11 avril 2017. Les médias sont invités au cinéma Pathé Flon, à Lausanne, pour une conférence de presse qui promet d’être «magique». Au sortir d’un second hiver avare en or blanc, la plupart des adeptes des pentes neigeuses ont déjà rangé leurs skis. D’autres ne les avaient même pas sortis, leur préférant les week-ends EasyJet dans les grandes villes d’Europe. C’est le moment qui a été choisi pour lancer le Magic Pass.

Une bombe. Un pari commercial inédit en Suisse, celui du ski low cost. Un abonnement de saison pour 25 destinations au prix de 359 francs (249 pour les enfants). Des tarifs divisés par deux, voire par trois, selon les stations. «Ce ne sera plus jamais comme avant», annonce d’emblée Pierre Besson, directeur de Télé Villars et l’un des instigateurs de l’opération. Son credo: faire revenir les Romands sur les pistes.

L’annonce de ce lundi 14 octobre 2019: Maxime Cottet: «Crans-Montana ne renouvellera pas le contrat avec le Magic Pass»  

Dans la foulée, les réactions fusent. Il y a les sceptiques. Le domaine des 4 Vallées, par exemple, a été approché mais a refusé de rejoindre la coopérative. Au vu des chiffres présentés ces derniers hivers, Verbier, Nendaz et les autres stations de cet ensemble historique n’ont pas souffert de ne pas en être.

Il y a aussi les voix qui critiquent le modèle d’affaires, comme celle de Laurent Reynaud, des Domaines skiables de France (DSF): «Casser les prix ne crée pas de nouveaux skieurs», cela ne fait que cannibaliser la concurrence.

Des centaines de milliers de convaincus

Puis il y a les convaincus. Le premier hiver, ils sont plus de 80 000 skieurs à adhérer. Lors du lancement officiel, les serveurs de la coopérative sont pris d’assaut et saturés. A tel point que l’offre est finalement prolongée de plusieurs semaines.

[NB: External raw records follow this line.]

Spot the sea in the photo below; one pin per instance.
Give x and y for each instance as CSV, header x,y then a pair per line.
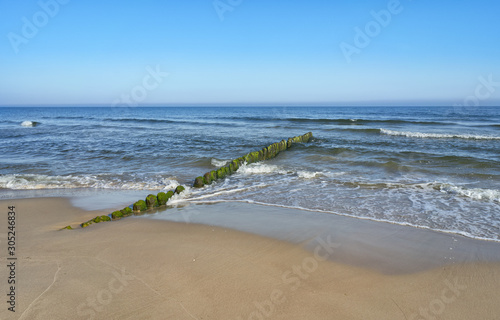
x,y
427,167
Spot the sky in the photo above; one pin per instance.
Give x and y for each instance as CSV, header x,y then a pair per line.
x,y
250,52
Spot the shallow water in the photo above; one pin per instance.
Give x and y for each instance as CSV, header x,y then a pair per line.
x,y
436,168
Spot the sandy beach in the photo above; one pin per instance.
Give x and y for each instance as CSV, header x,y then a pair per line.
x,y
143,268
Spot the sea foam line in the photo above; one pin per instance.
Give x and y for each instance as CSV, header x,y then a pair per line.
x,y
400,223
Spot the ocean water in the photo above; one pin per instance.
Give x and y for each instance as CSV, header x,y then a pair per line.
x,y
436,168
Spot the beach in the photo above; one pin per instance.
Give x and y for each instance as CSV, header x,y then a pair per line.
x,y
144,267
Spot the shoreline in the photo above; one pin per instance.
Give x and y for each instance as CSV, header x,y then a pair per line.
x,y
145,268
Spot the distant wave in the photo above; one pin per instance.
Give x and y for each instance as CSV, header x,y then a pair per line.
x,y
340,121
437,135
29,123
34,181
263,168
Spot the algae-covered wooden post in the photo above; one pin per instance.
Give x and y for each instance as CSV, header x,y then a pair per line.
x,y
265,154
162,198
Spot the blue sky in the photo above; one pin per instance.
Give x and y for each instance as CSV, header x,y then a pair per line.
x,y
262,52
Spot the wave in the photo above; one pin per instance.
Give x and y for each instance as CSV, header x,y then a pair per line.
x,y
475,193
34,182
218,163
436,135
263,168
472,193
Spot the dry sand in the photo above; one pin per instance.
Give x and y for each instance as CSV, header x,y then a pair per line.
x,y
140,268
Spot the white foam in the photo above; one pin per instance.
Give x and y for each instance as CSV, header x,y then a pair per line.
x,y
218,163
437,135
28,124
34,182
260,168
475,193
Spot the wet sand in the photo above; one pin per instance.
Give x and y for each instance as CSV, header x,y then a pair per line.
x,y
319,267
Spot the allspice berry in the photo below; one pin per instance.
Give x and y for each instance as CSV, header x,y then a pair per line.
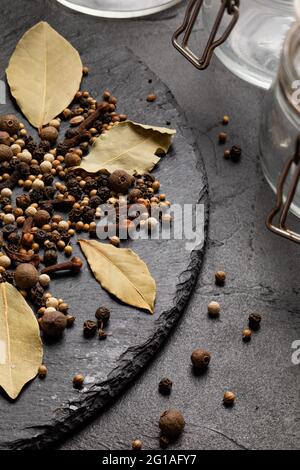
x,y
165,386
120,181
72,159
41,217
78,380
49,133
171,423
9,123
6,153
220,278
4,138
200,359
103,315
42,372
53,323
213,309
229,398
26,276
136,444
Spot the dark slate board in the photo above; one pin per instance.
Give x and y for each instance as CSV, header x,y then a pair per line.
x,y
48,410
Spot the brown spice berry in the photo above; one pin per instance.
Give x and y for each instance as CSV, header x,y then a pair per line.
x,y
4,138
120,181
42,372
70,320
9,123
229,398
171,423
165,386
89,328
214,309
53,324
200,359
254,321
222,137
6,153
220,277
72,159
41,217
78,380
49,133
103,315
151,97
136,444
247,333
26,276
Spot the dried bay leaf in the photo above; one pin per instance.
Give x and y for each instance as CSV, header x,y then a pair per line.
x,y
122,273
21,349
133,147
44,74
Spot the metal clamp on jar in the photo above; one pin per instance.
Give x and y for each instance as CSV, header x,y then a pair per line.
x,y
246,35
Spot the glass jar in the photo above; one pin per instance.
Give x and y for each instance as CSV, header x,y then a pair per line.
x,y
253,48
119,8
280,126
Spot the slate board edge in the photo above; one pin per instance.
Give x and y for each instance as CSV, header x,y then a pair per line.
x,y
136,358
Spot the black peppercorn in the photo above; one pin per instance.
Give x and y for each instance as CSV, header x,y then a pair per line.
x,y
165,386
254,321
120,181
89,328
103,315
235,153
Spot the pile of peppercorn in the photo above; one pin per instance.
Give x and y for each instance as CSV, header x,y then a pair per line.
x,y
33,231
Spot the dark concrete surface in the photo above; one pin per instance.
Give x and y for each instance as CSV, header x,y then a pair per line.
x,y
263,275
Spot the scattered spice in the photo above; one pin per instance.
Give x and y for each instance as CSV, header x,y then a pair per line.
x,y
229,398
254,320
200,359
220,278
214,309
165,386
171,423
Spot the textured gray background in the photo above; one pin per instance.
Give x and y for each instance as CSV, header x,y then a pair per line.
x,y
263,275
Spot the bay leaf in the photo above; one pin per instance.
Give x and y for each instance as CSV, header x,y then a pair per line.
x,y
44,74
122,273
21,349
133,147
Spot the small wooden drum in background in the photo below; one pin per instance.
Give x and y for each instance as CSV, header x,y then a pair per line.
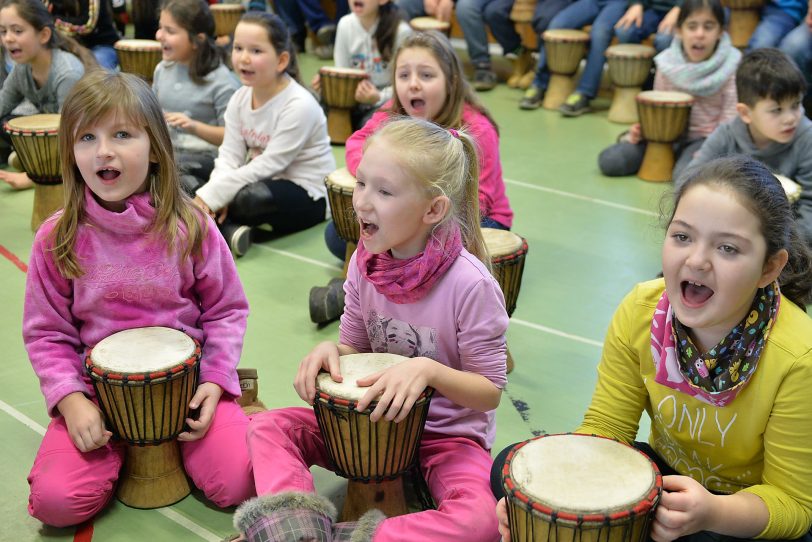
x,y
563,488
629,67
340,185
226,17
664,118
138,56
744,18
373,456
144,379
792,189
425,24
564,48
35,140
338,92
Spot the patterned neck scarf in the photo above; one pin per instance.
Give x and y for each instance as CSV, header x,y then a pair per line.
x,y
410,280
717,376
699,78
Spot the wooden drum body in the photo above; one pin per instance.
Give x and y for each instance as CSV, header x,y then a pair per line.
x,y
138,56
564,48
144,379
338,92
566,488
744,18
373,456
35,140
226,17
629,67
664,118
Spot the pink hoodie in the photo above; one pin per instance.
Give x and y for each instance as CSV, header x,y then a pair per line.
x,y
130,280
493,202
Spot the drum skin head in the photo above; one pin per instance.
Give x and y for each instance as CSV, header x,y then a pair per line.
x,y
354,367
581,474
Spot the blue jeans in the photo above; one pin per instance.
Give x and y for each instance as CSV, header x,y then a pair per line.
x,y
636,34
473,15
106,56
602,14
798,45
775,24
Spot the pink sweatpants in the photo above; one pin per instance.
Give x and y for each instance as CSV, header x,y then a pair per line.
x,y
284,443
69,487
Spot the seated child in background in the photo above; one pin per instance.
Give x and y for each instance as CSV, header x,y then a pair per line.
x,y
771,126
702,62
367,39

Pour la deuxième et troisième mouture, le Magic Pass dépasse nettement les 100 000 commandes. L’offre est un peu plus chère (399 francs). Mais elle est étendue à l’été et enregistre l’arrivée de nouveaux membres, dont Saas Fee qui, une année avant le Magic Pass, s’était lancée seule dans l’aventure du ski low cost.

A relire: Le premier hiver du ski low cost

Certains chiffres, propulsés par deux hivers plus généreux en neige que les précédents, signalent la réussite du modèle. En deux ans, les membres ont enregistré une fréquentation en hausse de 54%, avec un total de 3 millions de journées skiées l’hiver dernier. Les revenus, eux, ont augmenté de 37%, à 88 millions de francs.

Au sein de la coopérative, qui a mis en place une savante formule de redistribution des recettes, les voix discordantes sont presque inexistantes. Satisfaction générale ou exigences de communication collégiale? Sans doute un peu des deux. Autour des remontées mécaniques, les hôtels vont mieux, les offres spéciales se multiplient, y compris en plaine. Quasiment un sans-faute jusqu’à l’an dernier, lorsque Crans-Montana crie haut et fort son désaccord.

Une inconnue supplémentaire

A l’aube du troisième hiver du Magic Pass, une chose est sûre: la plupart des stations ont des caisses mieux remplies. Mais les revenus ne sont pas les bénéfices. Dans un secteur où les excédents sont beaucoup plus rares que les déficits, c’est l’une des inconnues: combien de temps faudra-t-il pour que des remontées mécaniques rapportent véritablement de l’argent? Et à quelles conditions météorologiques et tarifaires? D’après nos informations, certains membres du Magic Pass ont désormais atteint le seuil de rentabilité. Mais cela ne concernerait qu’une minorité d’entre eux.

Pour la coopérative, il y a désormais une seconde incertitude: l’effet de la sortie de Crans-Montana. La perte d’une station qui concentre entre 20 et 25% du total des journées skiées, ça ne se remplace pas en un coup de baguette magique.